Un premier vote favorable en commission a eu lieu la semaine dernière, rendant la validation imminente, bien que cette situation n'éteigne pas la saga des droits de douane.
Cet accord, ardu à négocier par la présidente de la Commission européenne, Ursula von der Leyen, a été perçu comme une capitulation par une partie de l'opinion publique en Europe.
- Un contexte d'incertitude juridique -
Malgré quelques réticences, le Parlement a décidé de prendre en main la question, bien que ses efforts aient été suspendus à plusieurs reprises en janvier et février, suite à des préoccupations concernant des menaces d'annexion du Groenland par les États-Unis, ainsi que la décision de la Cour suprême américaine qui a créé une confusion juridique importante.
Cette décision a invalidé certains des droits de douane de Trump, forçant Washington à établir des taxes temporaires, en attendant la mise en place d'un nouveau régime tarifaire en juillet.
Par conséquent, le Parlement a cherché à sécuriser l'accord en ajoutant de nombreuses clauses de protection, des conditions préalables, et une expiration datée au 31 mars 2028, pour anticiper d'éventuels revers américains.
Pour que ces conditions prennent effet, il sera cependant nécessaire que les États membres les valident, lors de négociations qui s'annoncent difficiles.

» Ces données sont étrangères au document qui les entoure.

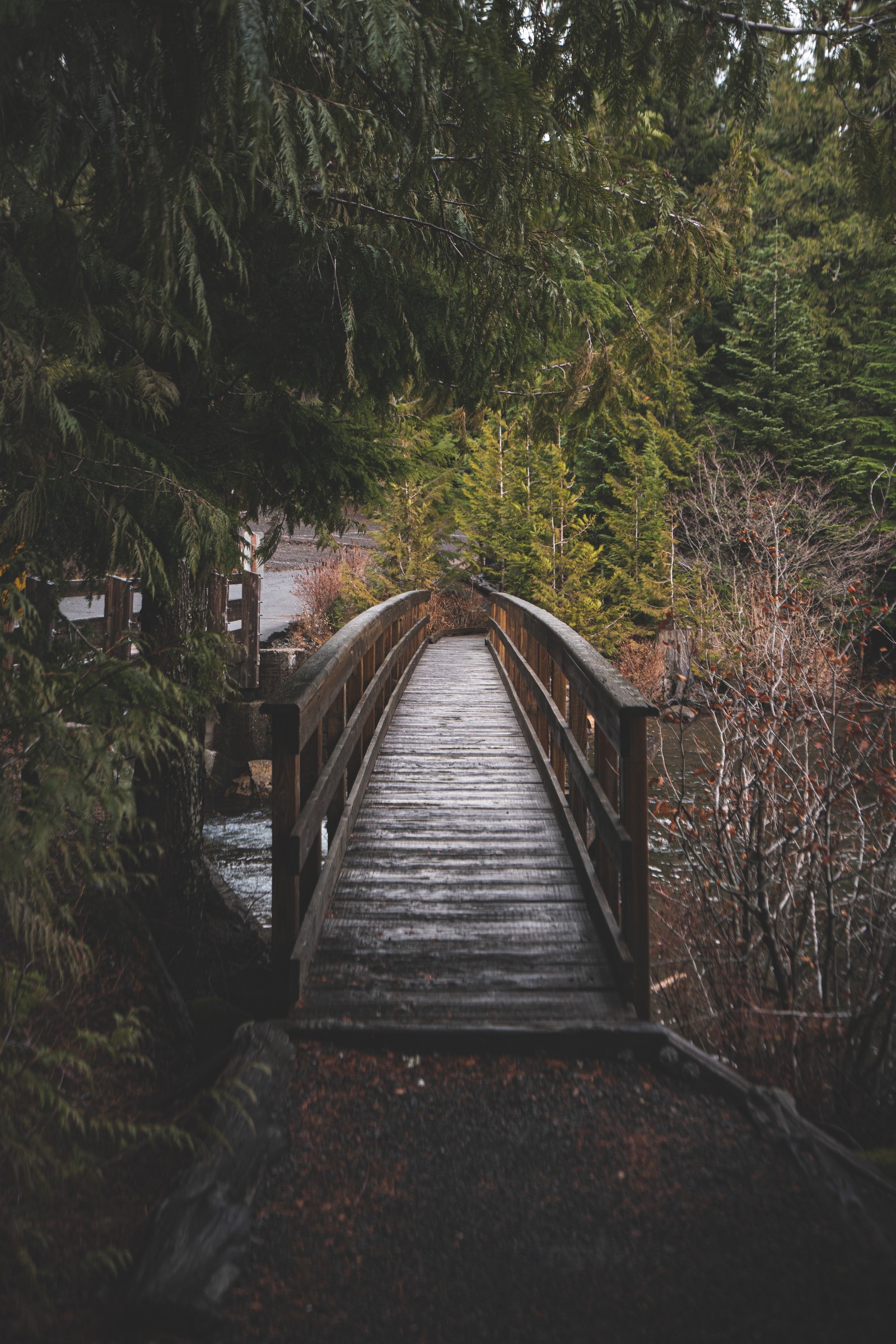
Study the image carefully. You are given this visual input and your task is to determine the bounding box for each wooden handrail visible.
[262,589,430,1008]
[475,580,658,1020]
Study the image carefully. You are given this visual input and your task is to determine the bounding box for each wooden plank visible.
[262,589,428,751]
[293,723,324,929]
[293,637,624,1030]
[272,715,298,1010]
[296,617,427,864]
[491,615,631,876]
[477,582,658,752]
[239,570,262,691]
[293,644,426,993]
[486,634,633,998]
[619,719,650,1021]
[599,723,620,923]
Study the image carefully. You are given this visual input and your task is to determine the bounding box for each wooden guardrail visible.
[262,589,430,1008]
[477,582,657,1020]
[34,570,262,690]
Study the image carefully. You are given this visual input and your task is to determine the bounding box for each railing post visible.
[570,687,589,844]
[270,715,300,1011]
[207,574,230,634]
[532,640,551,755]
[324,687,345,841]
[594,722,618,927]
[345,648,364,793]
[239,570,262,690]
[619,717,650,1021]
[551,659,567,793]
[106,574,130,659]
[299,723,324,924]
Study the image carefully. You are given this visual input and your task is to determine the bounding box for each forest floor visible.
[50,1044,896,1344]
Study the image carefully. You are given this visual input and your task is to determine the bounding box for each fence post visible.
[270,715,300,1011]
[619,717,650,1021]
[239,570,262,691]
[106,574,130,659]
[207,574,230,634]
[299,723,324,924]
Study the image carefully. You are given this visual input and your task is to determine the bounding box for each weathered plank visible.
[293,636,623,1031]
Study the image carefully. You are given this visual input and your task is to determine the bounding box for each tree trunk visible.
[134,562,207,985]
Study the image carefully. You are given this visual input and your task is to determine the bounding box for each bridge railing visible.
[477,582,657,1020]
[262,589,430,1004]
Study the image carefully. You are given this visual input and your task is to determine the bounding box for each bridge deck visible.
[293,636,623,1031]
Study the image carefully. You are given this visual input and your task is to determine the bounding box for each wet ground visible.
[220,1044,896,1344]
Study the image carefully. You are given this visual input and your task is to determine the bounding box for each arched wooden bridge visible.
[263,586,656,1032]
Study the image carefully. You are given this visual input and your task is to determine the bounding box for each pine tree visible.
[603,434,671,643]
[376,402,458,592]
[708,229,843,475]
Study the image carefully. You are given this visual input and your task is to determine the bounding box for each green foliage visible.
[376,402,458,592]
[0,583,193,1333]
[708,230,843,476]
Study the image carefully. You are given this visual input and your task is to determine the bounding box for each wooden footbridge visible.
[263,587,656,1032]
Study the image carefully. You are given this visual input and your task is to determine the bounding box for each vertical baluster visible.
[106,574,130,659]
[532,640,551,754]
[551,659,567,793]
[374,633,385,723]
[324,687,345,843]
[594,723,622,927]
[298,723,324,929]
[619,718,650,1021]
[239,570,262,690]
[361,644,376,757]
[570,687,589,844]
[270,715,300,1012]
[345,659,364,793]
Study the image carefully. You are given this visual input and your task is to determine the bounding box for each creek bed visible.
[206,802,272,929]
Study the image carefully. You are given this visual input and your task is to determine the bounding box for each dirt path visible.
[220,1045,896,1344]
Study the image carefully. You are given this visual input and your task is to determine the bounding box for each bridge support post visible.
[619,718,650,1021]
[272,705,300,1012]
[299,723,324,924]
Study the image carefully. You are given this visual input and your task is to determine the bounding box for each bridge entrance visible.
[263,590,656,1034]
[293,634,624,1031]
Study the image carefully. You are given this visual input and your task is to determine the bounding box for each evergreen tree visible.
[603,434,671,643]
[376,402,458,592]
[707,230,843,475]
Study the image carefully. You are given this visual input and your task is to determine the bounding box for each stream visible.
[204,801,272,929]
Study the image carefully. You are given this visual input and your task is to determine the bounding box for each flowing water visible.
[206,802,272,929]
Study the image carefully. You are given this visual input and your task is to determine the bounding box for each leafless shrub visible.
[614,640,666,700]
[657,462,896,1140]
[428,592,489,634]
[293,552,343,644]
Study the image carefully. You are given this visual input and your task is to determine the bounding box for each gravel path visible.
[220,1044,896,1344]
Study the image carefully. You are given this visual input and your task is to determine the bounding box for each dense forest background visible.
[0,0,896,1328]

Malgré ces précautions de la part du Parlement pour rétablir une sorte d'équilibre avec les États-Unis, des députés français du groupe centriste Renew ont annoncé qu'ils s'opposeraient au texte.
"La seule valeur ajoutée politique de cet accord réside dans la stabilité et la prévisibilité qu'il pourrait apporter, malgré les critiques sur son équité", a déclaré Pascal Canfin, un des membres de ce groupe. "S'il n'offre même plus de prévisibilité, il n'y a aucune raison pour le soutenir, même en étant amélioré".
- Pressions sur l'énergie -
L'ambassadeur américain auprès de l'UE, Andrew Puzder, a exhorté les Européens à donner leur accord rapidement, en mettant en garde sur les risques de perdre leur accès privilégié au gaz naturel liquéfié (GNL) des États-Unis, surtout dans le contexte de l'escalade des prix de l'énergie due au conflit au Moyen-Orient et à la réduction des importations d'hydrocarbures russes.
"S'ils souhaitent survivre économiquement, ils auront besoin de notre énergie, mais encore faut-il qu'ils nous montrent leur soutien", a-t-il précisé au Financial Times.
Cette dynamique semble s'opposer aux efforts de l'UE pour diminuer sa dépendance vis-à-vis des États-Unis et de la Chine, comme le montre la multiplication récente d'accords de libre-échange avec des partenaires qu'elle négociait depuis longtemps : après l'Indonésie et le Mercosur, un nouvel accord a récemment été conclu avec l'Australie.
André Sapir, économiste au centre de réflexion Bruegel, souligne que cette stratégie de diversification n'est pas née de l'administration Trump, mais celle-ci a indéniablement accéléré sa mise en œuvre. "Trump a généré du désordre : alors que les États-Unis étaient jadis au centre du système économique international, ils se sont transformés en un facteur de désorganisation", explique-t-il à l'AFP.
Pour lui, face aux mesures de pression de Trump ou de la Chine, établir de nouvelles alliances apparait comme une nécessité défensive. "Ces accords font partie de notre arsenal. Ce sont nos porte-avions, nos armes stratégiques dans l'ordre international", affirme-t-il.
Cette démarche correspond aux aspirations du Premier ministre canadien Mark Carney, qui a appelé à Davos les "puissances moyennes" à s'unir contre les "puissances hégémoniques" dominant le système international.